Am Ende stehen Bradamante und Ruggiero als glücklich wiedervereintes Paar dar, doch von anderen, man möchte sagen „typisch“ opernhaften Sujets unterscheidet sich Händels Alcina nicht zuletzt dadurch, dass die ambivalente Titelfigur trotz all ihrer Dämonität aufrichtige Gefühle für wenigstens einen Sterblichen empfindet, sich dadurch verletzbar macht und am Ende, heroisch bezwungen, samt ihrem Reich untergeht.
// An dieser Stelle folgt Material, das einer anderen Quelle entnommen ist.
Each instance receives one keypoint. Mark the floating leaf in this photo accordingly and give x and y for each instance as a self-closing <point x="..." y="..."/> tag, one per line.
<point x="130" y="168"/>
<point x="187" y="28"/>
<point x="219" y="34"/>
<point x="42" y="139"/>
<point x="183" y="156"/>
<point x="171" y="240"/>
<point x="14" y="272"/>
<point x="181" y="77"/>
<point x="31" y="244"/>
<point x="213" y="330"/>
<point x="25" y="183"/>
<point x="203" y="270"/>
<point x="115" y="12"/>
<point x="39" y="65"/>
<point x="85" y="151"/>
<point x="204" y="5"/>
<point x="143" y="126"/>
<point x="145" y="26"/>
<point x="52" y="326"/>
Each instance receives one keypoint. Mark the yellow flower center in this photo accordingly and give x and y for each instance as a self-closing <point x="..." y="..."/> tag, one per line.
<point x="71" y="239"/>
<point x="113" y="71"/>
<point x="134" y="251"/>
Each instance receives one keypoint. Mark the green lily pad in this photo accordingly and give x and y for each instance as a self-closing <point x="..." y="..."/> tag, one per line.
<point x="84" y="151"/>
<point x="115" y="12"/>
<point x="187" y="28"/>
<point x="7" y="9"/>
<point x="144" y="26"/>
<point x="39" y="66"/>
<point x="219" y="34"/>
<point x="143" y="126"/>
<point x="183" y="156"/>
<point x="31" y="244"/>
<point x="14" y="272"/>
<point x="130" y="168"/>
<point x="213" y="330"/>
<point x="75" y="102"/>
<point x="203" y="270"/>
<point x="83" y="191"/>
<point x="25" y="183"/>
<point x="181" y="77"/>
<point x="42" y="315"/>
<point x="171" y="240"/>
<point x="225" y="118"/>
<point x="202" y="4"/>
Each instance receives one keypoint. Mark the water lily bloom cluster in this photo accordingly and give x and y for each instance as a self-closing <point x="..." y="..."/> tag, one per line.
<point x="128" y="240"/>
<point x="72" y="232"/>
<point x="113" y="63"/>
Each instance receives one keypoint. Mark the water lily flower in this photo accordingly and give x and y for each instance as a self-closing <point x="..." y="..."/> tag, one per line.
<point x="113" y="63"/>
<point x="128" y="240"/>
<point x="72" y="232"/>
Mozarts Königin der Nacht etwa ist da weitaus eindimensionaler gezeichnet.
Gefangen im Schneesturm
Ritschels Inszenierung füllt die verhältnismäßig kleine Spielfläche des Münsteraner Theaters mit verschiedensten Blickfängern: Viel Schnee wirbelt herum, die Nebelmaschine ist fast im Dauereinsatz, von der Decke hängt ein neugierig auf die Bühne schauender Eisbär, ab und zu werden Dschungel-Kulissen und glänzend silbernes Mobiliar hereingefahren (Bühnenbild: Markus Meyer). Die Unberechen- und Wandelbarkeit der exotischen Insel überträgt sich dadurch aufs städtische Publikum. Zudem begeistern Ritschels Kostüme: Dicke Pelze, schwarzer Lack und nicht zuletzt Alcinas Kleid, das sich mittels schwarzem Regen komplett verfärbt, als sie ihre Macht schwinden fühlt. Ein besonderer Hingucker sind die Game of Thrones-artigen Zombies (Dramaturgie: Ronny Scholz), besetzt aus der männlichen Statisterie des Sinfonieorchesters Münster. Sie führen ihre Reigen rund um die unantastbare Königin auf – solange sie dies noch ist.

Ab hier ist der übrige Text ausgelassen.